NEVADAN AT WORK: Transplant didn't want to leave LV

NEVADAN AT WORK: Transplant didn't want to leave LV

Brownstein shareholder, David Arrajj literally received his latest job offer during his going away party.

In 2000, Arrajj was corporate counsel for Park Place Entertainment, which operated the Hilton Hotels' gaming properties, including the former Las Vegas Hilton and Bally's Las Vegas.

Company executives asked Arrajj to transfer back to Atlantic City.
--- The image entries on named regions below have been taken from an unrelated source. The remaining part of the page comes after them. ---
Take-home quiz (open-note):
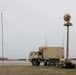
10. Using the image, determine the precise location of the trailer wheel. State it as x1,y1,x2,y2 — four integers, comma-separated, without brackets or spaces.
32,60,40,66
49,60,56,66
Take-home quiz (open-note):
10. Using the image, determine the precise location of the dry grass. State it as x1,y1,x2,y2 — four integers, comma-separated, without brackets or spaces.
0,66,76,75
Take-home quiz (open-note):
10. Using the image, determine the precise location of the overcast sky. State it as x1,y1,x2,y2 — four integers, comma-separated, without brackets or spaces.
0,0,76,59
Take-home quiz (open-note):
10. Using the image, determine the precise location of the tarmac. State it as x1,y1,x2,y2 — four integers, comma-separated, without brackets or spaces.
0,60,32,66
0,60,76,66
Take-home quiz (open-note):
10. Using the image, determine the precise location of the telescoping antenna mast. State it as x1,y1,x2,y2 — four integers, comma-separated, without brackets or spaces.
64,14,72,61
1,12,4,67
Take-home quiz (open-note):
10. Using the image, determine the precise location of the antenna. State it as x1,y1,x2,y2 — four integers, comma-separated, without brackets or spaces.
1,0,8,68
45,33,48,50
1,13,4,68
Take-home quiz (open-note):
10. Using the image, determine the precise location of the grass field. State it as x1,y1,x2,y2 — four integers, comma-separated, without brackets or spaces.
0,66,76,75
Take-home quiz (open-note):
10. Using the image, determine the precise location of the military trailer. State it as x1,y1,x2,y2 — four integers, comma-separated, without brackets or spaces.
29,47,64,66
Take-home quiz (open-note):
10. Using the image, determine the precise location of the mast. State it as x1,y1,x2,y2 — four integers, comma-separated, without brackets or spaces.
1,13,4,67
64,14,72,61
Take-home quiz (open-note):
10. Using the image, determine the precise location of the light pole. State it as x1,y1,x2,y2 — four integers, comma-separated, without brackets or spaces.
64,14,72,61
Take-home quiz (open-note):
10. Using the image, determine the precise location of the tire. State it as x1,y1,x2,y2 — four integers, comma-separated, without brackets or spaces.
49,60,56,66
32,60,40,66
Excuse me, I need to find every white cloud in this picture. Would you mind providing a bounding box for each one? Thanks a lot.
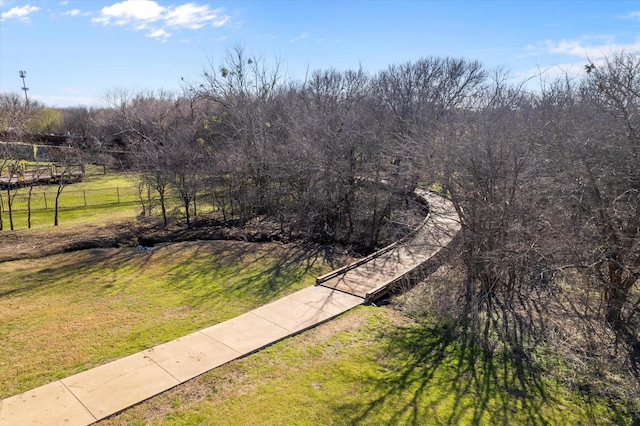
[528,36,640,60]
[291,33,309,43]
[147,28,171,40]
[0,5,40,23]
[93,0,165,26]
[93,0,231,40]
[164,3,231,30]
[62,9,91,16]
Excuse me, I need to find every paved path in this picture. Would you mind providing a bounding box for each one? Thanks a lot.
[0,191,459,426]
[317,190,460,300]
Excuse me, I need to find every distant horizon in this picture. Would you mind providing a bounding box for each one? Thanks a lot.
[0,0,640,107]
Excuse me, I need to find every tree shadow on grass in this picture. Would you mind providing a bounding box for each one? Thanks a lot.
[158,242,342,306]
[336,324,616,425]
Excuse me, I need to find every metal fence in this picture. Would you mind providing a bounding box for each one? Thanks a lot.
[0,187,139,211]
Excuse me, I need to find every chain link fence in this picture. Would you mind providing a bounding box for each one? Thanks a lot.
[0,187,140,212]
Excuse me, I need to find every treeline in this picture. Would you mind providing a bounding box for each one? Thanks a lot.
[0,47,640,406]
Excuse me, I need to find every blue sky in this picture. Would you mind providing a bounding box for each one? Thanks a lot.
[0,0,640,107]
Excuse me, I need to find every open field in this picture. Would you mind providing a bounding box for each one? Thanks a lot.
[0,241,340,398]
[1,166,140,230]
[0,241,625,425]
[98,307,630,426]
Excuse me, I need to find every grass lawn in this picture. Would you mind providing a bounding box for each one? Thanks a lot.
[2,170,141,230]
[0,242,631,425]
[99,307,631,426]
[0,241,331,398]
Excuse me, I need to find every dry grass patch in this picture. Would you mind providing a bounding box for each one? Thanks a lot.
[0,241,340,398]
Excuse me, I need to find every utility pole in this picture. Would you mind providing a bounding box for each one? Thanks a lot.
[20,70,29,103]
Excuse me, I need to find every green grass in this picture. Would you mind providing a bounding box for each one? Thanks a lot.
[2,166,141,230]
[0,242,330,397]
[100,307,631,426]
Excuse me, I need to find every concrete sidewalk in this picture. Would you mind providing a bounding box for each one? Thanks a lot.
[0,286,364,426]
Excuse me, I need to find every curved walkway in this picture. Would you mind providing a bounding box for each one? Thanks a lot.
[0,190,460,426]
At the time, the company was negotiating to acquire Caesars World and was increasing its presence on the Boardwalk.

Arrajj wasn't thrilled about the move.

He had spent the first 27 years of his legal career in New Jersey.

"My wife and I talked ourselves into the idea that it was a good thing to go back to the East Coast," Arrajj said. "We could be closer to relatives and all that stuff."
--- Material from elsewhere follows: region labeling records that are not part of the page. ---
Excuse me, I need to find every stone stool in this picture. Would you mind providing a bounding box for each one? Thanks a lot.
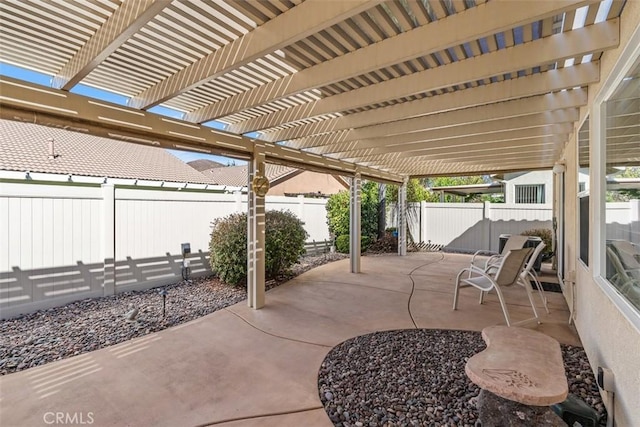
[465,326,569,427]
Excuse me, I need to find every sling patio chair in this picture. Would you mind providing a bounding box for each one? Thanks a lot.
[453,248,538,326]
[469,234,529,278]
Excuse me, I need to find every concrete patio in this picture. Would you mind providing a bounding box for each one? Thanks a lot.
[0,253,580,426]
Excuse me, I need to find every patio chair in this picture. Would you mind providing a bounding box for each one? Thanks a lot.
[608,240,640,281]
[453,248,538,326]
[520,242,549,318]
[469,234,529,272]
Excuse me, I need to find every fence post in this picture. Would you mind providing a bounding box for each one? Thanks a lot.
[482,202,493,250]
[298,194,304,219]
[102,184,116,296]
[233,191,243,213]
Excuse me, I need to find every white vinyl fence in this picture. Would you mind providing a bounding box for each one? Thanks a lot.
[390,202,553,252]
[0,182,329,318]
[387,200,640,252]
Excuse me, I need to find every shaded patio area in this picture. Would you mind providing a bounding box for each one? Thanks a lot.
[0,253,579,426]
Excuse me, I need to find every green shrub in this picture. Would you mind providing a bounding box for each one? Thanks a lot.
[327,181,378,236]
[520,228,553,255]
[360,236,373,252]
[265,211,309,279]
[336,234,372,254]
[209,213,247,285]
[209,211,308,286]
[336,234,349,254]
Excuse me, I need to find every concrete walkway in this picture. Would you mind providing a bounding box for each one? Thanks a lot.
[0,253,579,427]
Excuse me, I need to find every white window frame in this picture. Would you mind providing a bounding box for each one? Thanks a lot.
[513,184,547,204]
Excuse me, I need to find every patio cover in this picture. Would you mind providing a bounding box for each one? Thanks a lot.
[0,0,638,182]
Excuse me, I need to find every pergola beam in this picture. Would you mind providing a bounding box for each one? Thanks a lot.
[390,158,557,178]
[285,88,587,152]
[131,0,382,109]
[341,123,573,161]
[51,0,171,90]
[261,62,600,142]
[185,0,595,123]
[308,108,580,156]
[229,19,620,134]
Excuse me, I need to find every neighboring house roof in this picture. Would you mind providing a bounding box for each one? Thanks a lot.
[202,163,301,187]
[0,120,213,184]
[431,182,504,196]
[187,159,225,172]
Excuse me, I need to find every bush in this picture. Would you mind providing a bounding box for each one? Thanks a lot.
[368,236,398,254]
[336,234,371,254]
[209,211,308,286]
[336,234,349,254]
[265,211,309,279]
[520,228,553,258]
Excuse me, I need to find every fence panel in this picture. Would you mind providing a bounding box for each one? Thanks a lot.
[421,203,487,250]
[0,183,329,318]
[488,203,553,251]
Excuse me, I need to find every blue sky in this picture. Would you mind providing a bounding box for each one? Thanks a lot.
[0,62,246,165]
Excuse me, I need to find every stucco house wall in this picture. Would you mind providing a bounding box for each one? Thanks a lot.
[563,1,640,426]
[504,171,553,203]
[269,171,347,196]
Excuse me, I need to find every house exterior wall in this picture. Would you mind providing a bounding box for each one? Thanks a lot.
[269,171,347,196]
[563,1,640,426]
[0,182,329,318]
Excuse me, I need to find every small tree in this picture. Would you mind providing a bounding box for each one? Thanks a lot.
[209,211,309,286]
[327,181,378,241]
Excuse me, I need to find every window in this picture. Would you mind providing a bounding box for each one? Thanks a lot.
[515,184,545,203]
[601,59,640,311]
[578,117,591,265]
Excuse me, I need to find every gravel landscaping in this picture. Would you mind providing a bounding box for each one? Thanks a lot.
[318,329,606,427]
[0,254,346,375]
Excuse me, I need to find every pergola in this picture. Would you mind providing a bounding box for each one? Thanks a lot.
[0,0,637,308]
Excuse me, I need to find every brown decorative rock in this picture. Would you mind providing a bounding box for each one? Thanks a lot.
[465,326,569,406]
[478,390,567,427]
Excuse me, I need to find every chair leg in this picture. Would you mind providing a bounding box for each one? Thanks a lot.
[529,272,549,314]
[453,273,462,310]
[524,280,540,324]
[494,286,511,326]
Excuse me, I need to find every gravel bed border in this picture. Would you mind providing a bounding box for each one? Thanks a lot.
[0,253,345,375]
[318,329,606,427]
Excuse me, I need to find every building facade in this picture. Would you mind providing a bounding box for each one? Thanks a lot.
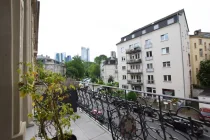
[100,51,118,83]
[66,55,71,62]
[55,53,66,63]
[37,57,66,75]
[81,47,90,62]
[117,10,191,97]
[190,30,210,85]
[0,0,40,140]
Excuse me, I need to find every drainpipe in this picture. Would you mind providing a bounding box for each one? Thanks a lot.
[177,13,186,97]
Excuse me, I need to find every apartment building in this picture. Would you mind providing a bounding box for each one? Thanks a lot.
[0,0,40,140]
[190,30,210,85]
[117,9,191,97]
[100,51,118,83]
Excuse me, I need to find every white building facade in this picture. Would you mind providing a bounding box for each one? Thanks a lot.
[117,10,191,97]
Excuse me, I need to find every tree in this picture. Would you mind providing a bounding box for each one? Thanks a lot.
[66,55,85,79]
[197,60,210,87]
[108,75,114,83]
[94,54,107,65]
[89,63,100,78]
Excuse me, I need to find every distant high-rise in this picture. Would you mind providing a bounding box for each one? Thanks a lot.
[81,47,90,62]
[55,53,66,62]
[66,55,71,62]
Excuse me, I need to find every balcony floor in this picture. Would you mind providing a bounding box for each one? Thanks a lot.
[26,111,112,140]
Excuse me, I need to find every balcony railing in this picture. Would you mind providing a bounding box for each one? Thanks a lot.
[78,84,210,140]
[144,43,152,49]
[127,69,142,74]
[127,80,143,85]
[127,59,142,64]
[126,47,141,54]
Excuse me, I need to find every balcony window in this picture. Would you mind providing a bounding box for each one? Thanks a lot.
[163,75,171,82]
[199,49,203,57]
[142,30,146,34]
[162,47,169,54]
[163,61,171,68]
[161,34,168,41]
[167,18,174,25]
[154,24,159,30]
[199,39,203,45]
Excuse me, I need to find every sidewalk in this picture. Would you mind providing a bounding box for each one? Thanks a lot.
[26,111,112,140]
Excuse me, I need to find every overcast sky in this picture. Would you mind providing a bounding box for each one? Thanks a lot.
[39,0,210,61]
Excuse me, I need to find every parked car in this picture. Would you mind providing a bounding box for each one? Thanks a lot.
[199,108,210,121]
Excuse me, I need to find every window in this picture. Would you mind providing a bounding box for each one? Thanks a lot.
[163,61,171,68]
[161,34,168,41]
[199,39,202,45]
[146,51,152,57]
[167,18,174,25]
[199,49,203,57]
[123,75,126,80]
[154,24,159,30]
[147,75,154,84]
[162,47,169,54]
[147,63,153,69]
[163,75,171,82]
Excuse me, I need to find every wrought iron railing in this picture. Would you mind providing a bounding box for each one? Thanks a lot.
[78,84,210,140]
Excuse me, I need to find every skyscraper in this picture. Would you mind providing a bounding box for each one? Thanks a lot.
[81,47,90,62]
[55,53,66,62]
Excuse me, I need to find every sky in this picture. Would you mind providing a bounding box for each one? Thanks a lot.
[38,0,210,61]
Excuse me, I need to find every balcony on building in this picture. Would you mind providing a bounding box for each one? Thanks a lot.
[127,58,142,64]
[147,80,155,84]
[144,42,152,49]
[127,69,142,74]
[146,68,154,72]
[127,80,143,85]
[126,46,141,54]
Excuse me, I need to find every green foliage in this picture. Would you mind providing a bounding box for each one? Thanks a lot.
[197,60,210,87]
[18,63,79,140]
[108,75,114,83]
[127,91,137,101]
[89,63,100,78]
[66,56,85,79]
[94,54,107,65]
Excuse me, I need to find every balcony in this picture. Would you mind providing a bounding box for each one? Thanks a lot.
[126,47,141,54]
[147,80,155,84]
[144,43,152,49]
[145,56,153,61]
[127,59,142,64]
[146,68,154,72]
[127,80,143,85]
[127,69,142,74]
[78,84,210,140]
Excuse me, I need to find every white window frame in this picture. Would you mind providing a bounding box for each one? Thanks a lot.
[160,33,168,41]
[154,24,159,30]
[161,47,170,55]
[167,18,174,25]
[163,61,171,68]
[163,75,172,82]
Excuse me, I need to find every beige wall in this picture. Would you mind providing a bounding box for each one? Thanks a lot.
[190,36,210,85]
[0,0,37,140]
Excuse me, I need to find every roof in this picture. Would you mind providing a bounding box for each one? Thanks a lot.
[116,9,189,45]
[199,88,210,97]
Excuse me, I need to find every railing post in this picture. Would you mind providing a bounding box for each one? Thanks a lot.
[158,96,166,140]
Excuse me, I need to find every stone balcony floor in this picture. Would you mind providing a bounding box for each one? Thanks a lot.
[25,111,112,140]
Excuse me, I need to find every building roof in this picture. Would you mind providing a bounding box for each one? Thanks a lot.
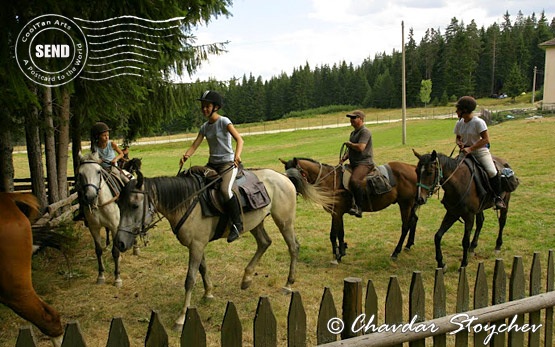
[539,38,555,48]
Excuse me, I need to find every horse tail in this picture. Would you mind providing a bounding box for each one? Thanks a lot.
[285,168,337,212]
[6,193,41,223]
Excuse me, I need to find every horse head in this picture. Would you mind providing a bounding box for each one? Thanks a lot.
[114,170,153,252]
[77,153,103,206]
[412,149,441,205]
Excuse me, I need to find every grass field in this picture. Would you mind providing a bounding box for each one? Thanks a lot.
[0,104,555,347]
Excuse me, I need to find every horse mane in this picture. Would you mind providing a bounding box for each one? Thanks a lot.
[294,157,333,168]
[79,152,100,163]
[120,176,201,211]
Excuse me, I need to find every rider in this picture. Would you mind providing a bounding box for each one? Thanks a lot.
[341,110,374,218]
[454,96,506,209]
[179,90,243,242]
His house was already up for sale, his bags were packed and Park Place officials threw Arrajj a going away party. While talking with a partner in the firm of attorney Frank Schreck, who was at the event, Arrajj learned the Las Vegas firm was trying to replace a recently departed senior associate in its gaming division.

"I told him I might be interested in the position, and he said they were interested in having me," Arrajj said. "So I got lucky. I was in the right place at the right time. I've never looked back."